No entanto, quando se analisa o filme sob o olhar crítico, o contraste entre intenção e realização é gritante. O roteiro tenta abraçar uma estrutura coral, mas não consegue equilibrar as muitas vozes que coloca em cena. Cada personagem surge carregado de propósito – um símbolo, uma ideia, uma causa –, mas raramente ganha vida própria. O espectador acompanha fragmentos de histórias que se perdem na dispersão. A ausência de um eixo narrativo definido faz com que o filme oscile entre o documento histórico e o sermão político, sem alcançar a fluidez que tornaria sua mensagem mais potente.
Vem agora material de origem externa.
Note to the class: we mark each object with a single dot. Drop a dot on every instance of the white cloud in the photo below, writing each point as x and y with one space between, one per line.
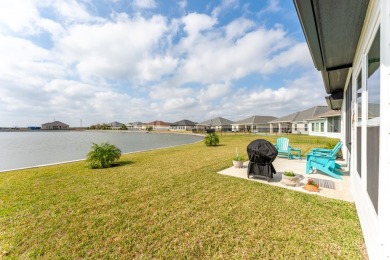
214 92
195 23
273 6
235 52
129 67
18 16
118 49
144 4
225 5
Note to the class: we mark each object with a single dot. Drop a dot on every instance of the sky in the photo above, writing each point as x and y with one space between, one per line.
87 62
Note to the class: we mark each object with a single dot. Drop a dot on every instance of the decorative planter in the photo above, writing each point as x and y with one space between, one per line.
290 180
238 164
311 188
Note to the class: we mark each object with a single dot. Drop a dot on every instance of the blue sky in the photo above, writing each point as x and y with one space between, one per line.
146 60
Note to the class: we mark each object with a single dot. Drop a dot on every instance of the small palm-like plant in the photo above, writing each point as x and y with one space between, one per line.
211 139
103 155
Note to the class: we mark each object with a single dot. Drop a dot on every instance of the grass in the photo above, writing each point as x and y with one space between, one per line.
170 203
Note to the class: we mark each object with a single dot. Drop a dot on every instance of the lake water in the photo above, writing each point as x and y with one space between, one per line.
28 149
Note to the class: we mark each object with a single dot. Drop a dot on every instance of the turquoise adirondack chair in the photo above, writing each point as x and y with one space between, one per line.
328 151
324 161
283 147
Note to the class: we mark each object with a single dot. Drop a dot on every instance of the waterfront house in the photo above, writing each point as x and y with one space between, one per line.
158 125
56 125
326 124
136 125
218 123
300 124
115 125
255 124
282 124
183 125
349 42
296 123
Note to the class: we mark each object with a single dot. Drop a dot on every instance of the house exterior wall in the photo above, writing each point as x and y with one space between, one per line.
300 128
374 220
181 128
321 127
256 128
55 126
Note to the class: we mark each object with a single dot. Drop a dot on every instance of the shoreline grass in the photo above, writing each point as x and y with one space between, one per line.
170 203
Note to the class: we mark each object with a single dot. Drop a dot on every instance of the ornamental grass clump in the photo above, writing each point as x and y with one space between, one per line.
211 139
312 183
103 155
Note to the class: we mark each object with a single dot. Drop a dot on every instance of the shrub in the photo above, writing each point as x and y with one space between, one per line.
103 155
211 139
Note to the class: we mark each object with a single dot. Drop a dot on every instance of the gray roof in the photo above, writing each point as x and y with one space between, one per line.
288 118
184 122
332 31
310 113
255 120
304 115
217 121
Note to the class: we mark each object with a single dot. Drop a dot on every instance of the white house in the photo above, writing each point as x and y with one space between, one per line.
182 125
218 123
349 42
326 124
258 124
56 125
296 123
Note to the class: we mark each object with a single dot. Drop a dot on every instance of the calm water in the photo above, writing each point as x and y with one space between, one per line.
26 149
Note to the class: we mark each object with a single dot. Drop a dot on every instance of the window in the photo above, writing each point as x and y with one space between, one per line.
373 123
359 91
334 124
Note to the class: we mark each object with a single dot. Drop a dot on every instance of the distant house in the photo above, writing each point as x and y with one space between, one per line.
56 125
136 125
326 124
300 125
282 124
183 125
258 124
297 122
115 125
158 125
218 123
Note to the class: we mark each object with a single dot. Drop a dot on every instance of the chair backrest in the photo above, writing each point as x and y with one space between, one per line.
336 148
282 143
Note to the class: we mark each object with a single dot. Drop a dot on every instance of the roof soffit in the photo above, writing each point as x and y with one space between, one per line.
332 29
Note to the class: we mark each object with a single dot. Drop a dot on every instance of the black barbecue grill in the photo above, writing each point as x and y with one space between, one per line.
261 154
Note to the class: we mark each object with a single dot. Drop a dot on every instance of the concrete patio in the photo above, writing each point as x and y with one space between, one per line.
331 187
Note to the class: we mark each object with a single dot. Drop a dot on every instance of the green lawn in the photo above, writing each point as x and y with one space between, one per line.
171 203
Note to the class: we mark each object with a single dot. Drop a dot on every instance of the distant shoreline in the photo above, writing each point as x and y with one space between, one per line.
107 131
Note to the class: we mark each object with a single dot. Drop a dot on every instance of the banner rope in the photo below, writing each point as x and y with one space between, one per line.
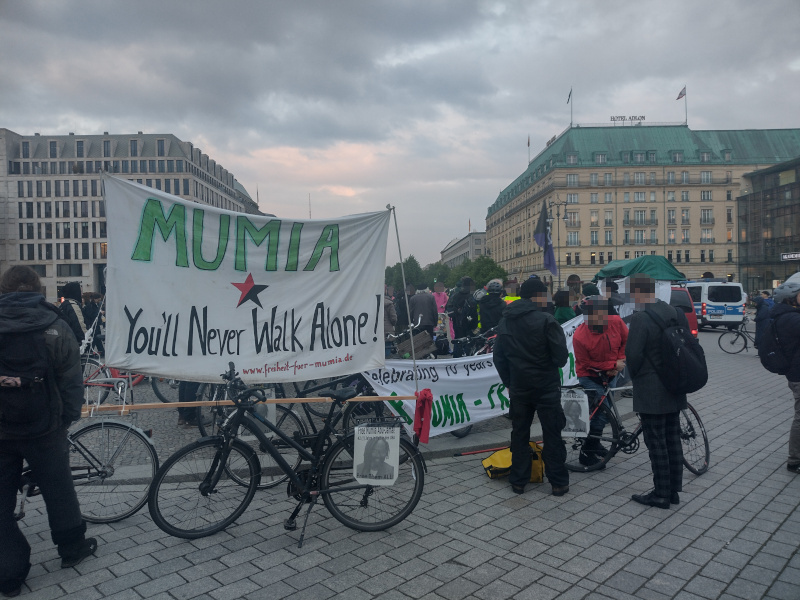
405 297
As atuações refletem essa dificuldade de tom. Camila Pitanga, sempre elegante, encontra doçura e contenção em Sabina, ainda que sua personagem seja prejudicada por um arco problemático – especialmente quando o roteiro a coloca como delatora dos revoltosos, numa construção que soa injusta e mal resolvida. Rocco Pitanga e Heraldo de Deus, por sua vez, se esforçam para imprimir densidade aos papéis, mas enfrentam diálogos artificiais e uma direção de atores que privilegia o discurso em detrimento da emoção. Já Antônio Pitanga, com sua presença magnética, parece mais à vontade nos momentos de introspecção do que nos discursos inflamados.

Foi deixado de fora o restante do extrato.